I seem to remember writing an article on this years ago, but I may not have posted it online anywhere. (I can’t find it.)
Most contact forms solicit four things:
The second item is what most attacks target. Because the mail() function in PHP requires the From header to be passed in its raw form, it presents the best opportunity for exploit. I suggest two steps for making sure an email address is valid:
Use ctype_print() to make sure there are no non-printable characters in the email address. This is the least you can do.
I have never heard of “Wufoo” and would not know what it is. I wanted to do it all myself and learn by doing (and reading and asking questions, of course). Someone else’s way of doing things is, in my experience, unlikely to suit me. I am extremely keen on accessibility while a lot of “professional” solutions, for various tasks, are not as accessible as they should be.
So I tend to bypass such things now for those reasons. I don’t have time constraints or clients to please, either, of course.
By the way; thanks to “shiflett” for your earlier reply, which I hadn’t seen.
Going back to your original question, here are a couple of things a hacker can try to do with a contact form:
Cross Site Scripting attack on you if you are viewing messages through a browser
Cross Site Scripting attack on your users if the message is displayed on the site somewhere (given you don’t have a db, I don’t think this a concern)
Email SPAM by various methods
Crash your web server
There are a lot of other things one can do depending on how the forms are implemented on the client and server side.
I know you already went there in other posts but still, for security sake you are better off with a commercial or community driven solution then writing your own. This advice is even stronger for dealing with SPAM.

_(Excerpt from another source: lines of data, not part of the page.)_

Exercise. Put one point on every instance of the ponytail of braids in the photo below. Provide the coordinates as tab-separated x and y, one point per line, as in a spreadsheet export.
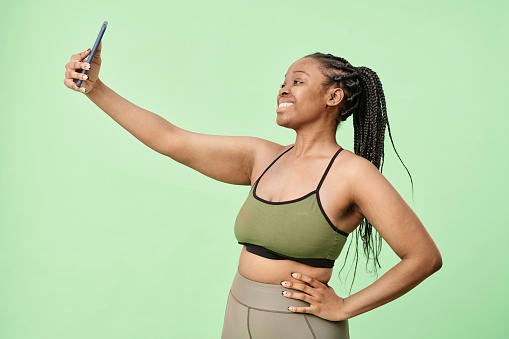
365	100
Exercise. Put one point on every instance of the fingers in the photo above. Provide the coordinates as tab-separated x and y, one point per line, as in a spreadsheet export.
308	280
301	296
73	65
72	85
300	309
81	56
298	286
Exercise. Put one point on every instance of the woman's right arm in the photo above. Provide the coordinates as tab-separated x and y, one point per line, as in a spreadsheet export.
229	159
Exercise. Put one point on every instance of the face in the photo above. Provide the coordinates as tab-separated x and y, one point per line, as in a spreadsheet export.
303	99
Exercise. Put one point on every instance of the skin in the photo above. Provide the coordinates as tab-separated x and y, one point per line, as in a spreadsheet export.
352	190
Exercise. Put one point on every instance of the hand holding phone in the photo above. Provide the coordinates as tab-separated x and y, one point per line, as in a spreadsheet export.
94	49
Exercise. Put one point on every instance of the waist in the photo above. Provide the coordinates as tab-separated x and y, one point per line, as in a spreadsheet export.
269	271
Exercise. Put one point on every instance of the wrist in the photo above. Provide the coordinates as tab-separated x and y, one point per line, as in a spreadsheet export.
345	311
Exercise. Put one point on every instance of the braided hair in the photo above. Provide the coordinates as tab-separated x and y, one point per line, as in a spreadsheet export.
365	100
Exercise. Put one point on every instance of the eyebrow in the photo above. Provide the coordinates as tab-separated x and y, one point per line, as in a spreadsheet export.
301	72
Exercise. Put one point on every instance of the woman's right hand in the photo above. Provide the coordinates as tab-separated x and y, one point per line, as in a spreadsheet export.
74	67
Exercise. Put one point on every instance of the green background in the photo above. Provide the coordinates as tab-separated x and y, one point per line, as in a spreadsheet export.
101	237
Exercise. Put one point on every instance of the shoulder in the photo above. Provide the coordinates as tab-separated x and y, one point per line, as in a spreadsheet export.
264	153
353	167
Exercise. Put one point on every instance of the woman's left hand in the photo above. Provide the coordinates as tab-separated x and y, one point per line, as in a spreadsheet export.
323	301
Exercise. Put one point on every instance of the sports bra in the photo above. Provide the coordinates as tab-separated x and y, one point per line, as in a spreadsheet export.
296	229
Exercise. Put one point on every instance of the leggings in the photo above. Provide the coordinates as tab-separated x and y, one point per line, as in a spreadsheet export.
259	311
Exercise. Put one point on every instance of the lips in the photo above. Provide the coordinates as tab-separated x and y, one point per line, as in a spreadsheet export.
285	104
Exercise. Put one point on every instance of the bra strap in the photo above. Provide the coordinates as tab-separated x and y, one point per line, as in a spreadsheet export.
328	168
272	163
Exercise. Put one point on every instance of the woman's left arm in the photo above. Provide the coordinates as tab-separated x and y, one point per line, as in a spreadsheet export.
398	225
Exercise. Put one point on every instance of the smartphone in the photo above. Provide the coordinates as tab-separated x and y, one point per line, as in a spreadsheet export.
94	49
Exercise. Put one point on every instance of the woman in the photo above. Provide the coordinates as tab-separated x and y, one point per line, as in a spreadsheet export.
305	198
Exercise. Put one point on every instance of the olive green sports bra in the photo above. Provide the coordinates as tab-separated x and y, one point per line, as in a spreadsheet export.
296	229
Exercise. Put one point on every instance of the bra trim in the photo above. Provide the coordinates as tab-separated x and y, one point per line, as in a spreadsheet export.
316	191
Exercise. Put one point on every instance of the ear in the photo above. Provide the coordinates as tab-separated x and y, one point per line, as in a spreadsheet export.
335	96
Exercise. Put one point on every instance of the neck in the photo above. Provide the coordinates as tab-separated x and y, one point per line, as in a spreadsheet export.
315	143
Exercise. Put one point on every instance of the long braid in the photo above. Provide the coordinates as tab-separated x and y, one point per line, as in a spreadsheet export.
365	100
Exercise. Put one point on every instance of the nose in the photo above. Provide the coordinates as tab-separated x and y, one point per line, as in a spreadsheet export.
283	90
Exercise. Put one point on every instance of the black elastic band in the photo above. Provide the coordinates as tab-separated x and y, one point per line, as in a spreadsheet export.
272	163
328	168
266	253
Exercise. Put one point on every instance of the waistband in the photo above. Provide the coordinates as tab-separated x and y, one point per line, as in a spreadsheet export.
267	297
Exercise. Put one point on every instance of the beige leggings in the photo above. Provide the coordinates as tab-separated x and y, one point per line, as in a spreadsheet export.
259	311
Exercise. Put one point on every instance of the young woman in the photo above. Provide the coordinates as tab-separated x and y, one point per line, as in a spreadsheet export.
305	198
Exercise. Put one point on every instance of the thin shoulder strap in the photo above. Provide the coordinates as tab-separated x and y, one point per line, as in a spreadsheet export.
272	163
328	168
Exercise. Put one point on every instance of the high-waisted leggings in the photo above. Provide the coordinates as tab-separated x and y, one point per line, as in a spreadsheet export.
259	311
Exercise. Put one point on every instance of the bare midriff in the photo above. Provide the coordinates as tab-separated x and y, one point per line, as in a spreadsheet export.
269	271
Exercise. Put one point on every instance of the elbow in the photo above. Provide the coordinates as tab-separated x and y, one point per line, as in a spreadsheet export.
435	263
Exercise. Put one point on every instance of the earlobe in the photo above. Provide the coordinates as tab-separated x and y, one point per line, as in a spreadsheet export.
336	96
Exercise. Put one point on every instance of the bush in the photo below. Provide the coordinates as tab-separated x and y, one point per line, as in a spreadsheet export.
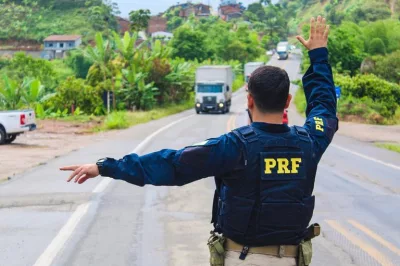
74	92
79	64
238	83
116	120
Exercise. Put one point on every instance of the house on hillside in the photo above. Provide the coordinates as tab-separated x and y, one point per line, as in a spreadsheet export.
124	25
230	9
59	44
156	24
188	9
162	35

That being said, the basic security methodology talks about white list + black list - accept only known good and block known bads.

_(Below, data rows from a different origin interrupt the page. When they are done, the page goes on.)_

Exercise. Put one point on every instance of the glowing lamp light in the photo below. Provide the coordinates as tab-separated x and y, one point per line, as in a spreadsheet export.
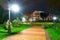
14	8
23	19
54	18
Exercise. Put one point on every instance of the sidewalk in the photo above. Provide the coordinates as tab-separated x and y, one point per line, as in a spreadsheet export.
33	33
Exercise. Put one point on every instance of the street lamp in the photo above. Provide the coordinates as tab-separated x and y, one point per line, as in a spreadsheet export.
54	18
14	8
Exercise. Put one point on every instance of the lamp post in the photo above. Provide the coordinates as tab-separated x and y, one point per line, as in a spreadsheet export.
54	21
14	8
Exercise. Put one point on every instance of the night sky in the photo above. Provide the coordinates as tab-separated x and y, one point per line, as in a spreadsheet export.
30	5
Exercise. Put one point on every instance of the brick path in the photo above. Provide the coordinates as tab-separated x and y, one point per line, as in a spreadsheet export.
33	33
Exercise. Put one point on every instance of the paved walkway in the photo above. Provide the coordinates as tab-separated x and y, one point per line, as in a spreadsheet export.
33	33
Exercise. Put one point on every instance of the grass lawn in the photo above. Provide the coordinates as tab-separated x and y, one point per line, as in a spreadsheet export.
53	33
3	32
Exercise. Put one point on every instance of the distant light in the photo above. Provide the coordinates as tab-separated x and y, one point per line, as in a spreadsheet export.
54	18
15	7
23	19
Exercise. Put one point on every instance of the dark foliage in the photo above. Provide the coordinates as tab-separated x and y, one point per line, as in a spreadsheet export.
3	15
44	15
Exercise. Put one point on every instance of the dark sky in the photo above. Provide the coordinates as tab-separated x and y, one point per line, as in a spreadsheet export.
29	5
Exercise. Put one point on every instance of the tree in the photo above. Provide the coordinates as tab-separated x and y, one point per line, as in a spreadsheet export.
44	15
3	15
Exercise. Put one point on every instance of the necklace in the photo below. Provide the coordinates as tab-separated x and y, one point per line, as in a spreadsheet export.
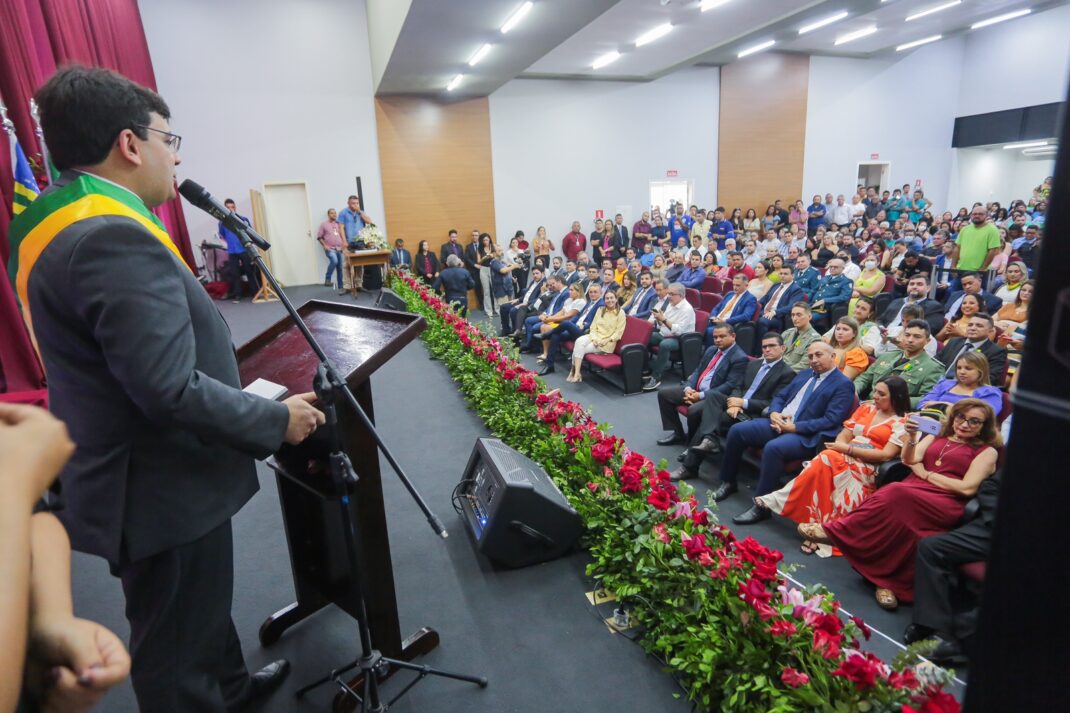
939	457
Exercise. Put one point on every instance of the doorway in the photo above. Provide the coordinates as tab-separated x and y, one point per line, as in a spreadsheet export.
295	255
874	176
665	194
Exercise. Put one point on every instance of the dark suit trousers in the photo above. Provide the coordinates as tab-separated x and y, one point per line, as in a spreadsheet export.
669	398
186	655
777	450
936	578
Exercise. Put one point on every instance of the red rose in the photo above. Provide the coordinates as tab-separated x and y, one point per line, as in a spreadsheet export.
660	499
793	678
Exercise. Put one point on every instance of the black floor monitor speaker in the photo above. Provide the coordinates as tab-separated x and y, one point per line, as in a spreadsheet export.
390	300
513	510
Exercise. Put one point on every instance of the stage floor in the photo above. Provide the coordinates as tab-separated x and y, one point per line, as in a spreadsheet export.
530	631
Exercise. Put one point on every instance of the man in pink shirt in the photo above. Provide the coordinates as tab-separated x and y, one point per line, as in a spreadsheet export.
330	238
574	243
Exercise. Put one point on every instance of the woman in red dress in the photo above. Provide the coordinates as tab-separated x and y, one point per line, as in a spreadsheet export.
880	537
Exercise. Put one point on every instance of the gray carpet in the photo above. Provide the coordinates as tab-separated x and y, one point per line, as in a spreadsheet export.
530	631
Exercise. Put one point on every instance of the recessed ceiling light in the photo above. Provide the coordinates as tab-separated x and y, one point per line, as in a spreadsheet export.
479	54
1000	18
659	31
608	58
517	16
822	23
857	34
917	43
1025	145
923	13
757	48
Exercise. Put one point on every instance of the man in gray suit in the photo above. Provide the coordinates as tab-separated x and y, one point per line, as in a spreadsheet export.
141	368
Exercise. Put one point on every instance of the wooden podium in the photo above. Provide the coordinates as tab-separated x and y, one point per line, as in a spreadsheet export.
358	340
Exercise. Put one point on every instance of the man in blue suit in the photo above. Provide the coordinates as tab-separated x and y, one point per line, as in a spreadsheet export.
806	275
777	303
720	370
642	301
834	288
810	411
734	308
571	330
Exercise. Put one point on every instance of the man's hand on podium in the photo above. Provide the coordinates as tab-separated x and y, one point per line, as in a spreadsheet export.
304	418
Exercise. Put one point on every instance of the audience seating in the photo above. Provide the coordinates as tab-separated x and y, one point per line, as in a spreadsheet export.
628	357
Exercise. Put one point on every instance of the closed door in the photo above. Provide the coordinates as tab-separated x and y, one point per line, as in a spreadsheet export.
295	255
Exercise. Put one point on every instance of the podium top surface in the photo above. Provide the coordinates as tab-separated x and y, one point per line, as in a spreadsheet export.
357	339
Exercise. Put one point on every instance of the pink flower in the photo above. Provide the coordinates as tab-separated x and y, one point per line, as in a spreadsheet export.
793	678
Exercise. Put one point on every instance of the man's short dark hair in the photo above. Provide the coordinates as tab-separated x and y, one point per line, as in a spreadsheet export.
83	110
918	324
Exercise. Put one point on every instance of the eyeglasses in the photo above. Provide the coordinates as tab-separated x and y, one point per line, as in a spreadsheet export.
173	141
973	423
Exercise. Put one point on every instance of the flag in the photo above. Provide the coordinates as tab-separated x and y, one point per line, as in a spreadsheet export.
26	185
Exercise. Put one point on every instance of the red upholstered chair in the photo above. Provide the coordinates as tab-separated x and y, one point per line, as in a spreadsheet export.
629	354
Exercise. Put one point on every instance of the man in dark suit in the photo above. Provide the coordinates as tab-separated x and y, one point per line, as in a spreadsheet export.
514	313
917	292
979	332
762	380
642	301
810	411
972	285
936	610
777	303
452	246
142	370
719	372
400	257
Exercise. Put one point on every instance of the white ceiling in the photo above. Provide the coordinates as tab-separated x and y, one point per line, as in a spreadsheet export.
564	38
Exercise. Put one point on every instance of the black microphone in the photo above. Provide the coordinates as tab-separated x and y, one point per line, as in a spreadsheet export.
196	194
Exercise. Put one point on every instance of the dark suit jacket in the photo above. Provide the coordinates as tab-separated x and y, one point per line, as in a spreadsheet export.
822	415
449	248
992	351
141	368
793	294
778	377
728	375
934	313
406	258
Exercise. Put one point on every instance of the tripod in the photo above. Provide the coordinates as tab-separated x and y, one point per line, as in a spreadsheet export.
371	663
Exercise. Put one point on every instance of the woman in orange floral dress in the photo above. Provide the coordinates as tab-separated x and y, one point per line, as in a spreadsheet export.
841	476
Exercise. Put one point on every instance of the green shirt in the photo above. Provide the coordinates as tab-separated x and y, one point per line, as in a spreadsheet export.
974	244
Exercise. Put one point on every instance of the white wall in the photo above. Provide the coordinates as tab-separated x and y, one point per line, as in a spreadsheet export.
857	108
563	149
1019	63
993	173
259	92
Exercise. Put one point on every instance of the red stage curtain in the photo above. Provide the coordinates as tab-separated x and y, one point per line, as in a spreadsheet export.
35	38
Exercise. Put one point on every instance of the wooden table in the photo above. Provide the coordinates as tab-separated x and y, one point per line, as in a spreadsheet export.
356	259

For the name and title make sure you do not accept any special characters and escaping is a good practice (black list). From the white list approach you can probably generate a robust regular expression for how a valid name and title should look like (white list).

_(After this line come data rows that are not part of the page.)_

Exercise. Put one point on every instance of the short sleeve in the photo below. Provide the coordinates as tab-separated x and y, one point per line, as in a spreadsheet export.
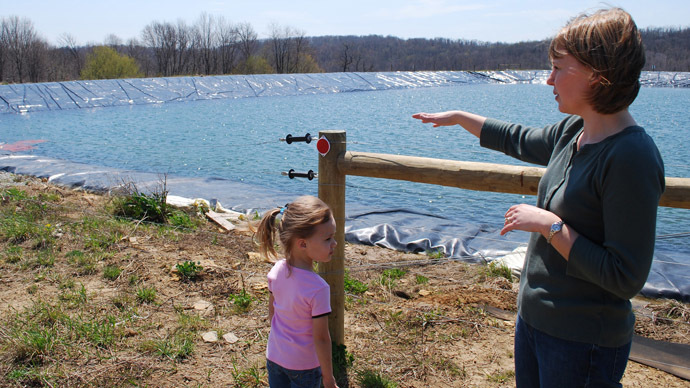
321	302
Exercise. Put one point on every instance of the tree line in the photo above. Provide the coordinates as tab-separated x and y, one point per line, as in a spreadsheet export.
213	46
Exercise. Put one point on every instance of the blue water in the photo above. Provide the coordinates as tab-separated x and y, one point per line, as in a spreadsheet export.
237	139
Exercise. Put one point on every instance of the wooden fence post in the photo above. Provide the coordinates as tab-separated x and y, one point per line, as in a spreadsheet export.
332	191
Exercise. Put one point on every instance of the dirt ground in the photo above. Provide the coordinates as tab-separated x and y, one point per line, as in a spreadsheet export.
441	323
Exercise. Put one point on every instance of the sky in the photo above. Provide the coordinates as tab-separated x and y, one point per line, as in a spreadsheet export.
509	21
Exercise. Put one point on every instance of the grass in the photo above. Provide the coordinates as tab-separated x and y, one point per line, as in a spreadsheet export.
353	285
389	276
92	302
146	295
494	269
189	270
369	378
241	301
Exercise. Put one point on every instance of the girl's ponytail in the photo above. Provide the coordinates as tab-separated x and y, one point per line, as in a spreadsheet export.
295	220
266	233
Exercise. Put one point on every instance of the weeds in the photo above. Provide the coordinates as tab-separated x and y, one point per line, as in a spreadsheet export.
436	254
419	279
494	269
342	360
250	377
241	301
389	276
369	378
146	295
353	285
178	347
501	377
189	270
111	272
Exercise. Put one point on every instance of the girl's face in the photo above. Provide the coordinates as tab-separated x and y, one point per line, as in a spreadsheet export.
320	246
571	81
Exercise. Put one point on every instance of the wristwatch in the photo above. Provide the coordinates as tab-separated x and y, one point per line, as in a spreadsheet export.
555	228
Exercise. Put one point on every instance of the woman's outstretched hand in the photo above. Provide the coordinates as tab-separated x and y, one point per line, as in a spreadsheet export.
440	119
470	121
528	218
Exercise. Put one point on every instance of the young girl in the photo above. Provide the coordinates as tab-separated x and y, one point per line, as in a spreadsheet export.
593	226
299	345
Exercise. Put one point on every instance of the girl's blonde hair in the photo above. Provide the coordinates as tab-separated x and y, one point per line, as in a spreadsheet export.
295	220
609	43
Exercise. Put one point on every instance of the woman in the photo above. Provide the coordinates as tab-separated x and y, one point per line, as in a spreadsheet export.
593	227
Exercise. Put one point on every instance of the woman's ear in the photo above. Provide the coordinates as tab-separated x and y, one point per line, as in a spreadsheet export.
594	80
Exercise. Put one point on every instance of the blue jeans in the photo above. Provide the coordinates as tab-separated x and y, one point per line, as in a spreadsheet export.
279	377
545	361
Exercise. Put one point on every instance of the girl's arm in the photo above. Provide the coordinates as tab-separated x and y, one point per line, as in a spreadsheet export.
322	343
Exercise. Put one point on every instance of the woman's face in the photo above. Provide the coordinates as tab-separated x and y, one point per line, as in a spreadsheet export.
572	82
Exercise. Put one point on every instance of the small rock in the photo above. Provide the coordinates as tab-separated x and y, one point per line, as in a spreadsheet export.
202	305
211	336
230	338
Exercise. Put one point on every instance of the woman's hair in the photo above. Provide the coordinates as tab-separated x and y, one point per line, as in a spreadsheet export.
609	43
296	220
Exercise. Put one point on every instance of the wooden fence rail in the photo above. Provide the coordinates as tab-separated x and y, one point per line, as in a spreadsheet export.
338	163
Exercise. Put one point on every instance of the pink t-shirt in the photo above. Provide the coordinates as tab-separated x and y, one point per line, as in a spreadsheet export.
298	296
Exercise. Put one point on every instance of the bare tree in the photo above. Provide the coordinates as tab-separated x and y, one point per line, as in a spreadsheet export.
345	57
206	40
113	41
36	60
69	43
20	37
3	47
289	50
228	44
171	46
247	39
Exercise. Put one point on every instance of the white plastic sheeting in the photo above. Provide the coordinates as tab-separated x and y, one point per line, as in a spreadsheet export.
101	93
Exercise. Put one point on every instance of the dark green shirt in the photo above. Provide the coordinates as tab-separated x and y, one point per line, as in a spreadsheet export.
609	193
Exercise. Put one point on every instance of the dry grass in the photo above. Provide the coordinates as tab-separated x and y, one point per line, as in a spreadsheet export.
93	301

For the email, in addition to the patterns you described (black list), I would also add a regular expression for a standard email address for the many examples out there (white list).
For the message, again stripping off special characters and escaping is a good practice.
All the above suggestions do not consider your email client which expects to receive input in a specific format. You should make sure you do not break anything by passing input that is not appropriate.
Without seeing your specific implementation this is the best I can do.
Hope it helps.